News

College approves new writing requirement

Faculty members recently voted to approve a universal writing requirement, which will require every student to take a writing-intensive course, thereby fulfilling the English 115 requirement already in place. As of yet, the College has not set a definitive date for the requirement to go into effect, and it will not affect the Class of 2015.

In the past, the College merely required incoming students to enroll in English 115 as a writing intensive course. Students who received a score of either four or five on their AP English exam were exempt from taking the course.  “In this earlier model, students would come in and take [the] 115 class, and while that has been good, I think having that single writing class design sends the message that you’ve done it, you know how to write and then you move onto your other courses.  We are trying to make writing a more continuous process,” Visiting Assistant Professor of English and Director of the Writers’ Center Paula Harrington said.

When the writing requirement, called W1, is implemented, students will no longer be able to place out of English 115 with their AP score. The College will require every first-year student to take a writing intensive course, although this course does not necessarily have to be English 115.  Students will also have the option of taking their writing intensive course through another department.

Next year the administration is adding writing intensive courses to the curriculum as a pilot program.  The courses offered will be in the theater and dance, government, geology, science, technology and society (STS), environmental studies and integrated studies departments.  

Adding new courses results in a greater number of teaching hours for professors, many of whom already have full teaching schedules.

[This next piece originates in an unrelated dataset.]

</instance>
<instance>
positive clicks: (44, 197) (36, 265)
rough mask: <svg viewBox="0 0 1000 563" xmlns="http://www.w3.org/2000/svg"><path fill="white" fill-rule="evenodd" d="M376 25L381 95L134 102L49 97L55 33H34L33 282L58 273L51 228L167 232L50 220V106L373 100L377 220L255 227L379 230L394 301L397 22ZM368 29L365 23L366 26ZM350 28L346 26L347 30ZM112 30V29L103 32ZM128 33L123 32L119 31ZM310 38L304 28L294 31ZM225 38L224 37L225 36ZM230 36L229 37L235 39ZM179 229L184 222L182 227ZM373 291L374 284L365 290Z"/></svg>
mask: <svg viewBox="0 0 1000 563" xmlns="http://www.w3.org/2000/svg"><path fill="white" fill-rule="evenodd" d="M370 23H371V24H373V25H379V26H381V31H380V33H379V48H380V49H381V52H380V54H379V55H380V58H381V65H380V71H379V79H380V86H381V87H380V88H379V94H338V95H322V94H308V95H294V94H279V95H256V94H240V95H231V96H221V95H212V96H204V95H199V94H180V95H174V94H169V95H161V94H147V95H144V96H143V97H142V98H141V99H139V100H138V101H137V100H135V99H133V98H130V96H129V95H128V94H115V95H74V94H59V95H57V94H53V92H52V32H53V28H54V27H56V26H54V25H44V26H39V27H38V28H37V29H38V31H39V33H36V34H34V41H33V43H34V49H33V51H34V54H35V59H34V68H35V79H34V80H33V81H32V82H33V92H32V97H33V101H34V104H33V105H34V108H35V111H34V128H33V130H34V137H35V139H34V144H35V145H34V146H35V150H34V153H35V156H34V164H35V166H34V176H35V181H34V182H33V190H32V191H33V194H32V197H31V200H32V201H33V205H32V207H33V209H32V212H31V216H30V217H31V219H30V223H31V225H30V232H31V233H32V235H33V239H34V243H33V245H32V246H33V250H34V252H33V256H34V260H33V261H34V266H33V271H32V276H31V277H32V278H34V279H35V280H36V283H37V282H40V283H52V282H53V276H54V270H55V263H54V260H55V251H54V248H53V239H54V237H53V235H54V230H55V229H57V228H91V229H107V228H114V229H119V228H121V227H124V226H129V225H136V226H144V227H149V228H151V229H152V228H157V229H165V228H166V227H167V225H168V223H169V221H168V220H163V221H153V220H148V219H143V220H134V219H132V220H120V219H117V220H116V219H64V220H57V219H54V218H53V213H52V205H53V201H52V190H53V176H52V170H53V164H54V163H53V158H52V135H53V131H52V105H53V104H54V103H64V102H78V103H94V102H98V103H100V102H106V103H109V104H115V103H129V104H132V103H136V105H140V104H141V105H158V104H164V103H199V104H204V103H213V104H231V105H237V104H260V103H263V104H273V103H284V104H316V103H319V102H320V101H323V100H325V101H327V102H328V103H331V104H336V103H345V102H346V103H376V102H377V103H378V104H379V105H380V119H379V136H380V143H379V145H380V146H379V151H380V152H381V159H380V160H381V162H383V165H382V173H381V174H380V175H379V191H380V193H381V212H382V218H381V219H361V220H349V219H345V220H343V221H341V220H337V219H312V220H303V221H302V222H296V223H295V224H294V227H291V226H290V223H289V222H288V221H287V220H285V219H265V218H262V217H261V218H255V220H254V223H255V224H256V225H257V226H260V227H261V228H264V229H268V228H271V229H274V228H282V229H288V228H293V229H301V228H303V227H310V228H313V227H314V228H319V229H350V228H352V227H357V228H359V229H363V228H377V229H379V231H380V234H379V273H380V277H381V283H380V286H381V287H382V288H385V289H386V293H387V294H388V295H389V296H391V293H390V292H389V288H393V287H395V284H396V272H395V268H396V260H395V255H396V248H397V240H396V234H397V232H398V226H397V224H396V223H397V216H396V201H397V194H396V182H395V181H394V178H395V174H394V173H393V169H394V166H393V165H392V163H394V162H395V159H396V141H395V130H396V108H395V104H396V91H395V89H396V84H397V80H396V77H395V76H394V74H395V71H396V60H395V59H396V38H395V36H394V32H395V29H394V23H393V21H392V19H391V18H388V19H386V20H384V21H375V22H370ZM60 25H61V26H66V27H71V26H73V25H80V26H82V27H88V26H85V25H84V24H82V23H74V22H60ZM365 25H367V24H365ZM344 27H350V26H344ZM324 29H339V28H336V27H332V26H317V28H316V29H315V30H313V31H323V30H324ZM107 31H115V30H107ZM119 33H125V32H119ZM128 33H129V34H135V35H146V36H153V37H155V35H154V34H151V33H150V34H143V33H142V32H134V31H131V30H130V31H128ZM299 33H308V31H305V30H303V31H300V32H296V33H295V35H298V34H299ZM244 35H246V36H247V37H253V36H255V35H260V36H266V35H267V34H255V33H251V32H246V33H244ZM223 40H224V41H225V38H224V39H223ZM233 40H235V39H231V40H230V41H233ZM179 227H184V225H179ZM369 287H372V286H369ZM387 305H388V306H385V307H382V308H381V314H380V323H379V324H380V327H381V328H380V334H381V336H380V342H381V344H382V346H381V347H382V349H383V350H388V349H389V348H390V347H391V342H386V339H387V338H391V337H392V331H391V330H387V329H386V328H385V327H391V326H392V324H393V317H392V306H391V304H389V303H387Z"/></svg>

However, NEH/Class of 1940 Distinguished Professor of Humanities and English Laurie Osborne noted that “the Deans’ Office and President are supporting other departments so that way they can free up faculty to do this.” Additionally, a grant from the Davis Education Foundation is providing much of the financial support necessary to implement this change. “The grant laid out the idea that it was important to build in more writing classes, more writing experiences, to make it an essential part of the fabric of an education at Colby,” Harrington said.

However, the addition of the W1 requirement is only the first step in a much more broad reaching plan.  “Because writing is recursive, we want to keep kids writing throughout Colby so that their skills improve in their time here,” Osborne said.  She envisions the writing requirement as a three-fold process.  “Students would take W1 sequence in their first year as sort of an introduction.  Then in their sophomore or junior year they would take a W2 course in any discipline.  And then they would take a W3 course their senior year for advanced writing.”

The Colby Writing Project Steering Committee is still working through these elaborate plans. The only immediate change is the addition of writing-intensive courses to next years’ curriculum. Harrington predicts it will be at least two years until the ‘W1’ writing course will actually become a requirement.